The volunteers told her the feeling is mutual.
“We get more out of coming to you than you know,” said Jeffrey Eastman, who has volunteered with the kitchen for about four years.
Volunteer Phil Scherer said: “There’s an old saying: What you do for yourself gives you pleasure and what you do for others gives you worth.”
The kitchen’s Meals on Wheels program started about three years ago. Jensen was one of the program’s first deliveries and Enrique Zuanetto, the kitchen’s executive director, was one of her first deliverers.
“She gave me a rose saying I was her boyfriend,” Zuanetto said.

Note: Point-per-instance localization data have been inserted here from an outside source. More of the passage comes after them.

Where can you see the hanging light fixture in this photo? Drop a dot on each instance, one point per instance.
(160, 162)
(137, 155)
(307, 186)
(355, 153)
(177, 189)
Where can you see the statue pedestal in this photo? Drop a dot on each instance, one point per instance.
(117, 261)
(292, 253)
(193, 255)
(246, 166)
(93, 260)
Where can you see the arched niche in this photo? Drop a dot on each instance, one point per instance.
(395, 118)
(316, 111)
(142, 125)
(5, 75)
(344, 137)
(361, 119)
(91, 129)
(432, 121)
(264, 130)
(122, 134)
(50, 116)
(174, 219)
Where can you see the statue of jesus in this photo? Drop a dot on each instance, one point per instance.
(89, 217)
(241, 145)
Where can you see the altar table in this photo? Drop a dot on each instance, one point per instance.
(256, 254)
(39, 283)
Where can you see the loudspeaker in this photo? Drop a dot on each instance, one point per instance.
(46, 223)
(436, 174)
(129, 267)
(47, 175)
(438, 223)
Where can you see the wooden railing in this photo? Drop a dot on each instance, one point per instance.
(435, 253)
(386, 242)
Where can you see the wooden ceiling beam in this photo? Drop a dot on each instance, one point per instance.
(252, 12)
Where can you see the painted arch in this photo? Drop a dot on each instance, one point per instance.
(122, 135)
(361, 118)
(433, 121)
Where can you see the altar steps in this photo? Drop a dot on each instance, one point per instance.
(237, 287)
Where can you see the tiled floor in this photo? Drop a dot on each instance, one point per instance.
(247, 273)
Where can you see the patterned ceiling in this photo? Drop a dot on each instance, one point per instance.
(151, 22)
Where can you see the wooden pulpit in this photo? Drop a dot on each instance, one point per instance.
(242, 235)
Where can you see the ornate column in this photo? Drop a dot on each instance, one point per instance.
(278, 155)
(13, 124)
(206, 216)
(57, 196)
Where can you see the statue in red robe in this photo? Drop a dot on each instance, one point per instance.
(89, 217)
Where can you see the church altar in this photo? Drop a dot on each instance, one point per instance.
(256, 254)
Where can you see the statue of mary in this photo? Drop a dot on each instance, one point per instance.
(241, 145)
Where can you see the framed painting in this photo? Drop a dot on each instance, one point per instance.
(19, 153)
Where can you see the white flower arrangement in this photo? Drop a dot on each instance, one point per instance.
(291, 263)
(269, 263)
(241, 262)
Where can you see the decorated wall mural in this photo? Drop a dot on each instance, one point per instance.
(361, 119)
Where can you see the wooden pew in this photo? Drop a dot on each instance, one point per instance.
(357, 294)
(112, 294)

The program, which is free, is for Boynton Beach-area residents who are homebound. Those who use the service cannot have an aide living with them who helps them, Hedrick said. The program can serve about 70 people and has about 50 enrolled.
Those who are part of the program receive meals daily Monday through Friday and can ask for double deliveries for the weekend. The average age of those who are served is 87, Hedrick said.
Jensen said she is always pleased with the food. She usually has a sandwich for lunch and recently started eating only one piece of bread.
“I lost weight. I’m thrilled,” she said.
Jensen doesn’t remember how she learned of the program but is thankful she did. Hedrick said most people learn by word of mouth, and she’s hoping to advertise the program with the help of area homeowners associations.
Scherer, a volunteer for 15 years, said he starts his week off with a delivery for Jensen.
“We sit with her. We talk with her. She tells us stories,” he said. “It’s a wonderful day for me to start the week.”
Jensen told the group about growing up on Long Island in New York and her work as an accountant for an insurance company, a nursery school teacher and a bus driver. But she spent the most time talking about her volunteer work. During World War II she helped pick oranges, apples and lima beans on a farm on Long Island.
“I enjoyed it very much,” she said.
Jensen remembered a motto her mother used to say: Do unto others as you would have them do unto you.
“I did some good, and look at how these people reciprocated,” she said.